Completing the first half was Mikhail Pletnev’s popular transcription of the Suite from Tchaikovsky’s Ballet “Nutcracker," laat played in Santa Rosa in 2009 by the youthful Armenian charmer Nareh Arghamanyan. Ms. Arghamanyan’s interpretation was diffuse and poetic and Mr. Mikhailov’s was red hot and impulsive. The insistent Tchaikovsky themes in the 17-minute composition were everywhere evident and the pianist opted for the difficult to accomplish combination of sonority and clarity. His damper pedal control here was impressive and the evocative bells of the second section were delicate and richly hued. The pianistic skips in the “Tarantelle” and the extended arpeggios in the “Intermezzo” spun out a noble theme, ending quietly with just a touch of right-hand flourish. There was sudden audience applause at the conclusion of the “Trepek”, a rare occurrence in a solo piano work, and striking contrapuntal figures in the Andante maestoso, the work’s longest section.

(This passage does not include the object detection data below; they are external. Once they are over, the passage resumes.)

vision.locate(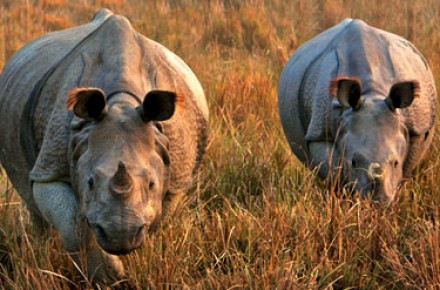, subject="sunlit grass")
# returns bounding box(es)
[0,0,440,289]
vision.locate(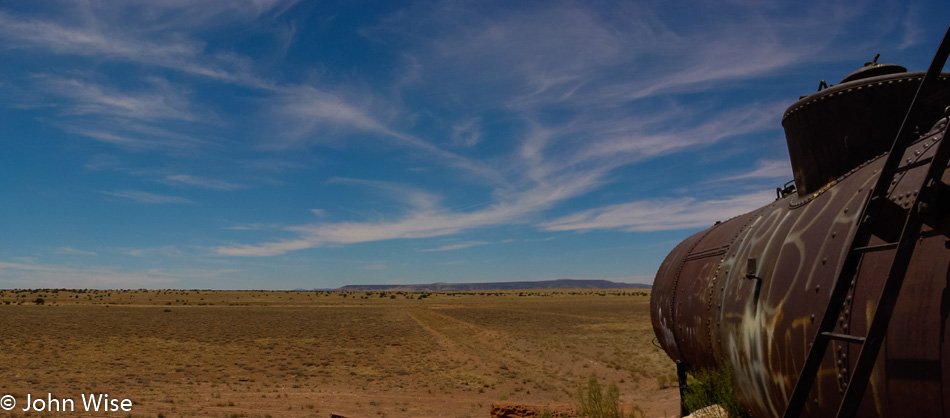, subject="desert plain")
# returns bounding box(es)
[0,290,679,417]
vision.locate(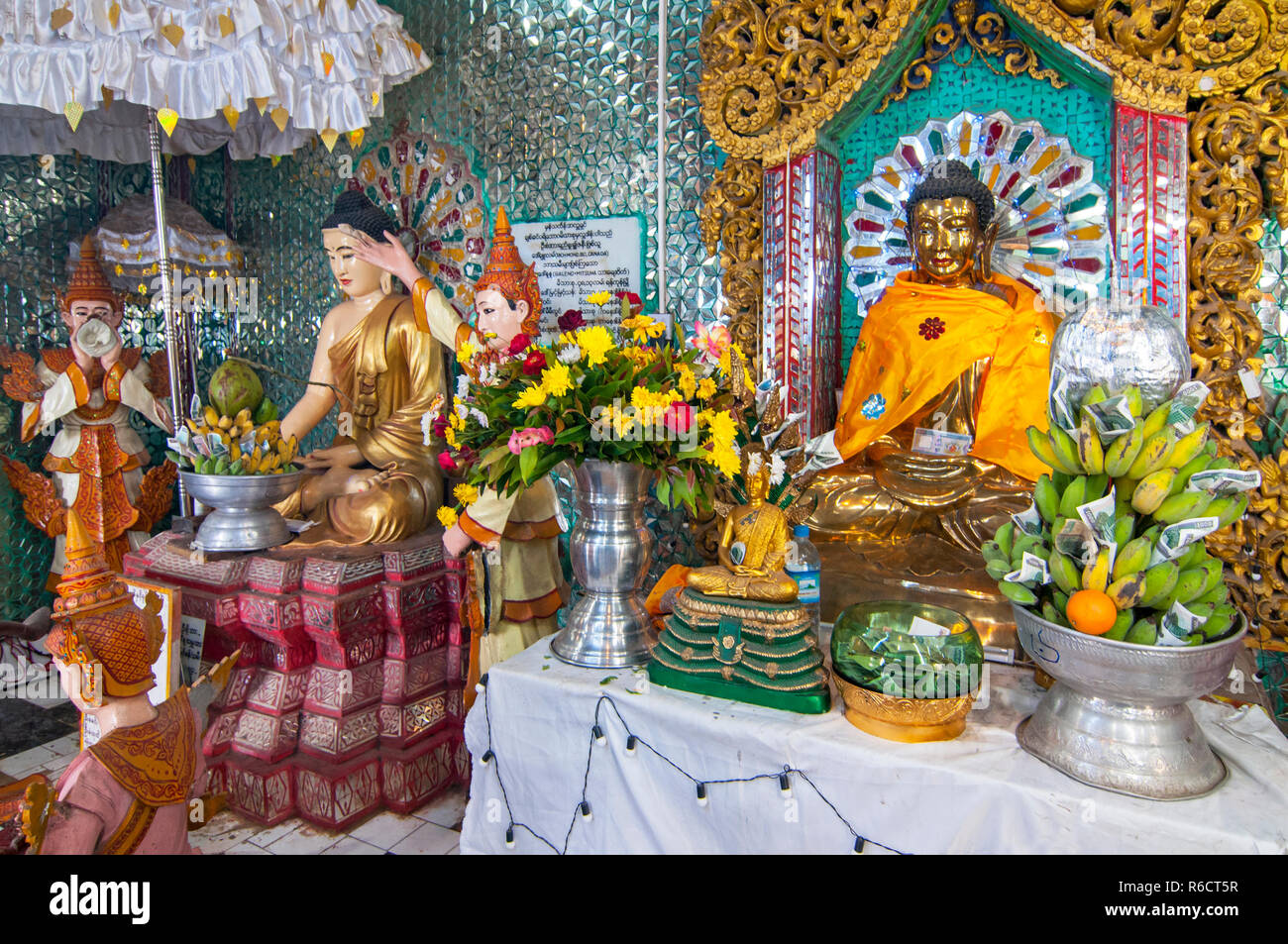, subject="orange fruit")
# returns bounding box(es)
[1065,589,1118,636]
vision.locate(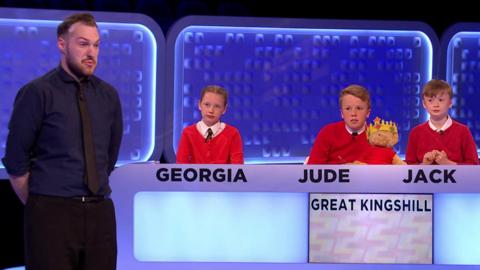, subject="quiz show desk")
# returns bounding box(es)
[110,163,480,269]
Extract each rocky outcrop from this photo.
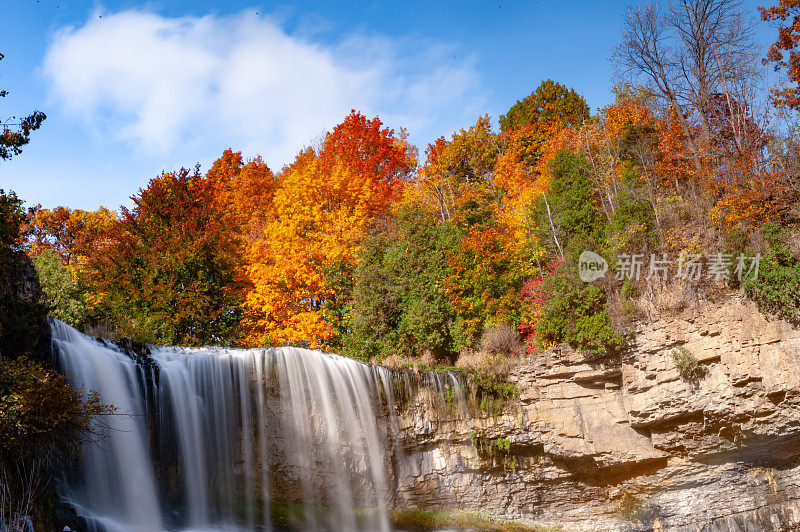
[0,249,50,365]
[395,298,800,531]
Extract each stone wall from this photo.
[395,298,800,531]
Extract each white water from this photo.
[53,322,464,531]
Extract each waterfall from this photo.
[52,321,464,531]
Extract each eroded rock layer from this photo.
[395,299,800,531]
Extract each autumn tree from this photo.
[246,158,376,348]
[319,110,416,214]
[82,169,241,345]
[758,0,800,109]
[246,111,416,347]
[408,115,498,221]
[500,79,589,131]
[614,0,760,170]
[0,53,47,159]
[30,206,116,262]
[344,204,461,360]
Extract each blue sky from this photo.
[0,0,774,209]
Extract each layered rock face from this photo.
[395,299,800,531]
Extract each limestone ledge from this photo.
[394,297,800,531]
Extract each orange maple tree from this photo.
[245,111,414,348]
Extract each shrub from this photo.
[481,323,522,355]
[0,357,114,523]
[343,209,458,360]
[33,251,86,328]
[742,223,800,324]
[672,346,708,380]
[521,267,627,352]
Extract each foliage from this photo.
[672,345,708,381]
[520,266,626,352]
[0,189,49,364]
[0,357,114,523]
[344,206,459,360]
[245,111,415,348]
[79,169,241,345]
[468,368,519,416]
[480,322,522,355]
[33,251,86,328]
[391,509,557,532]
[0,53,47,160]
[407,116,497,222]
[444,187,530,347]
[742,223,800,324]
[30,207,116,262]
[500,79,589,131]
[534,150,605,258]
[758,0,800,109]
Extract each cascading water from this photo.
[52,322,464,531]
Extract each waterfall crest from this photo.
[52,321,472,531]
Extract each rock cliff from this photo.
[395,298,800,531]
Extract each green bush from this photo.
[534,267,627,352]
[342,208,460,360]
[742,223,800,324]
[33,251,86,328]
[672,346,708,381]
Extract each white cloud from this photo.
[43,11,486,165]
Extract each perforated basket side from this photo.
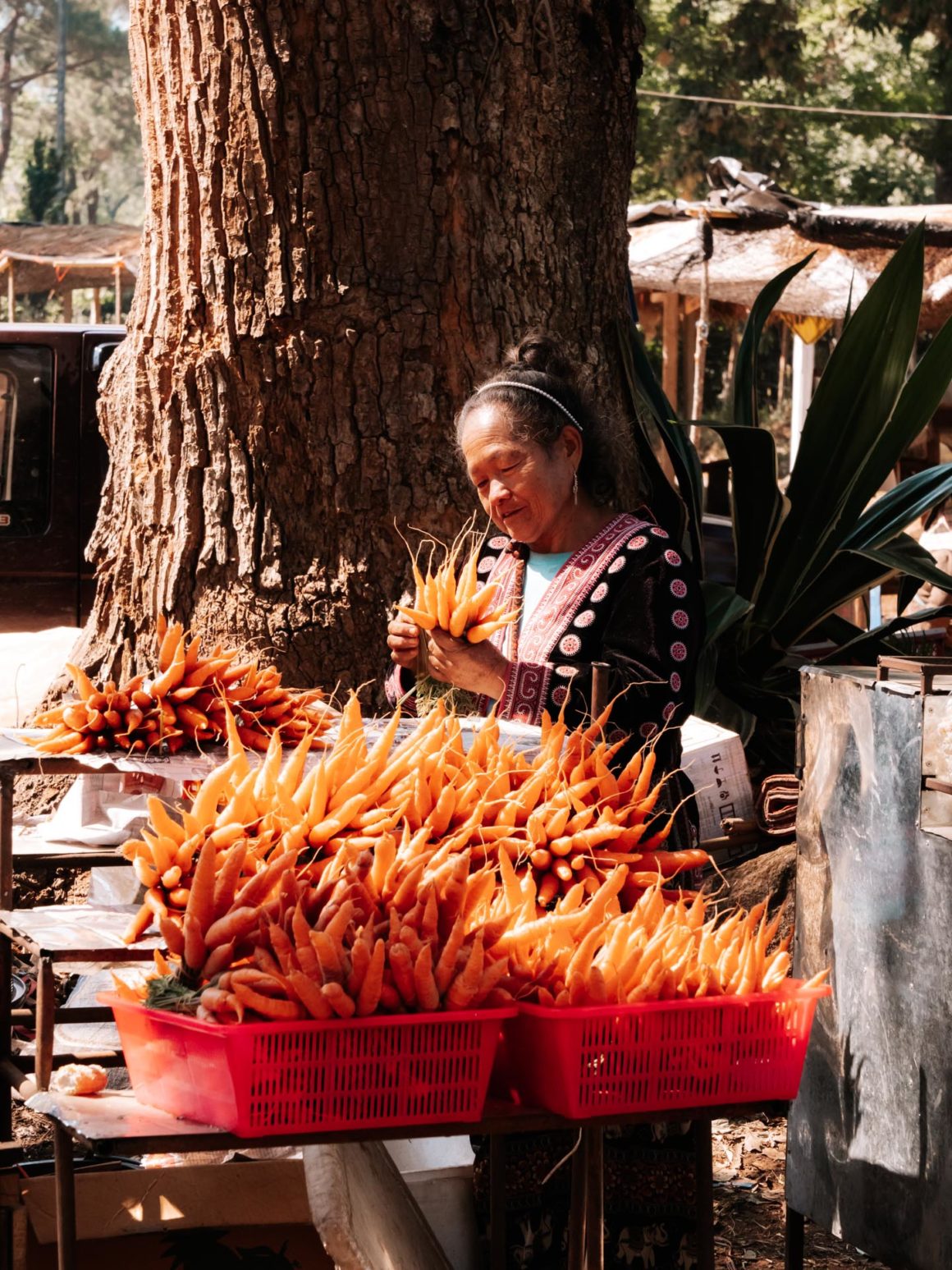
[240,1016,499,1135]
[510,989,817,1117]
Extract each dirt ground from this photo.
[14,1107,887,1270]
[712,1116,886,1270]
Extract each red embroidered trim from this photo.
[518,511,651,662]
[500,662,552,724]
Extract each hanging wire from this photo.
[638,88,952,121]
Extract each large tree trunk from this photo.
[84,0,643,685]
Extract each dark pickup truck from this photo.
[0,323,126,632]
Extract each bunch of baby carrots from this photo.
[30,617,336,754]
[510,887,825,1006]
[397,525,519,644]
[125,843,825,1022]
[121,695,707,947]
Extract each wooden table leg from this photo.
[0,773,12,908]
[53,1121,76,1270]
[583,1124,606,1270]
[569,1129,588,1270]
[34,957,56,1089]
[488,1133,506,1270]
[0,935,12,1142]
[783,1204,805,1270]
[693,1120,715,1270]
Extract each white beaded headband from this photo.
[474,380,583,432]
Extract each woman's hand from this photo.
[387,613,420,671]
[427,627,509,701]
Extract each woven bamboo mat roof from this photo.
[629,160,952,330]
[0,223,142,295]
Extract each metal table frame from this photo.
[37,1098,802,1270]
[0,716,803,1270]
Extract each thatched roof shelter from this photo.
[629,204,952,330]
[0,223,142,295]
[629,158,952,426]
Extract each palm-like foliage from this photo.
[620,226,952,768]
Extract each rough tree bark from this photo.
[83,0,643,685]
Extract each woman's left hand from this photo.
[427,627,509,701]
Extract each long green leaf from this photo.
[861,534,952,592]
[706,423,788,599]
[771,551,896,648]
[701,582,752,644]
[734,251,817,428]
[841,318,952,531]
[773,534,952,648]
[843,464,952,548]
[616,318,703,571]
[819,604,952,666]
[759,225,924,625]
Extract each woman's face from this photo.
[460,402,580,551]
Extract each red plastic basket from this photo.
[99,993,515,1138]
[506,979,831,1119]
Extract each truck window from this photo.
[0,344,53,539]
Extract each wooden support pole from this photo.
[777,323,791,409]
[0,935,12,1142]
[488,1133,506,1270]
[690,216,711,431]
[0,769,12,908]
[680,309,698,418]
[790,332,817,471]
[581,1124,606,1270]
[33,957,56,1089]
[693,1120,716,1270]
[783,1204,803,1270]
[661,291,680,414]
[569,1129,588,1270]
[53,1121,76,1270]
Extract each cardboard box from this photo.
[0,1159,332,1270]
[680,715,754,842]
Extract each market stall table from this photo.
[26,1091,802,1270]
[0,904,162,1122]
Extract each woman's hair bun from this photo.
[506,330,576,383]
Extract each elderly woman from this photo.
[388,334,702,1270]
[388,334,702,846]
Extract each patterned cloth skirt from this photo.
[474,1124,697,1270]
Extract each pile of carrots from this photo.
[397,527,519,644]
[121,695,707,947]
[30,617,336,754]
[103,697,822,1022]
[504,875,807,1006]
[125,827,807,1022]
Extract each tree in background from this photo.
[855,0,952,204]
[0,0,142,221]
[632,0,952,204]
[79,0,643,685]
[21,137,69,225]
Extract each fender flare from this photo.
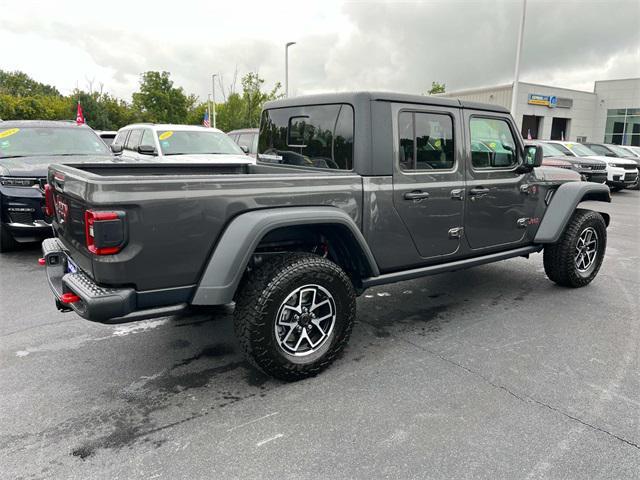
[534,182,611,243]
[191,207,380,305]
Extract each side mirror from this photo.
[138,145,158,155]
[522,145,544,169]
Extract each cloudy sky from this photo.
[0,0,640,100]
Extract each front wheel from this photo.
[544,209,607,288]
[234,253,356,381]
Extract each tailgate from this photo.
[47,165,93,275]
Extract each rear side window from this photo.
[140,128,156,147]
[398,112,455,171]
[125,130,142,150]
[469,117,518,169]
[258,104,354,170]
[113,130,129,147]
[236,133,253,153]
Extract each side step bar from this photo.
[362,245,543,288]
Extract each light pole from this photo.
[284,42,296,98]
[511,0,527,117]
[211,73,218,128]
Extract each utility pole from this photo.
[284,42,296,98]
[211,73,218,128]
[511,0,527,117]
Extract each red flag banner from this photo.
[76,100,84,125]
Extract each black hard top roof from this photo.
[264,92,509,113]
[0,120,89,129]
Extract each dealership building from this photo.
[444,78,640,146]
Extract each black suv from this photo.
[0,120,113,252]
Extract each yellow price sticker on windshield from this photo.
[0,128,20,138]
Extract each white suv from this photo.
[545,140,638,192]
[112,123,255,165]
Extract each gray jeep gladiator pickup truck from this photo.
[40,92,610,380]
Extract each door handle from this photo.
[469,187,490,200]
[451,188,464,200]
[404,190,429,200]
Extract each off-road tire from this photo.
[0,224,18,253]
[544,209,607,288]
[234,253,356,381]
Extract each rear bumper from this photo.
[42,238,187,324]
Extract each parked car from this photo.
[525,140,607,183]
[113,123,252,164]
[42,92,610,380]
[227,128,258,158]
[96,130,118,147]
[583,143,640,190]
[0,120,112,252]
[545,140,638,192]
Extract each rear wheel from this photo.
[234,253,356,381]
[0,222,18,253]
[544,210,607,288]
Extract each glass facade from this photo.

It was a scenic and convincing interpretation, and brought the hall to its feet in applause.

Mussorgsky’s monumental Pictures at an Exhibition comprised the entire second half, a ten-section recreation of paintings of one Viktor Hartman that the composer had seen in St. Petersburg in 1874. It’s a landmark of 19th century pianism, played last here thirty years ago by French pianist John Philippe Collard. Mr. Mikhailov began the opening soforzandos rather fast with an insistent ostinato left hand and some unique inner voices that never covered the main melody. His right hand repeated chords and expressive trills were fluently played throughout, and the Great Bogatyar Gate of Kiev had a brawny outline as well as resounding power and, yes, a lot of loudness. In difficult hand positions Mr. Mikhailov was able to maintain both the work’s required momentum and the return to the “Prominade” and a forceful second theme based on Russian chant. The pianist played the ending left-hand tremolos sonorously.

With ravenous applause a quiet encore was called for but Mr. Mikhailov was clearly not ready for bagatelles, and thundered a controlled performance of Rachmaninoff’s D Major Etude Tableaux, Op. 33, No. 9. It was a courageous choice, noble in it power and drama.

The reviewer is the producer of the Concerts Grand piano series.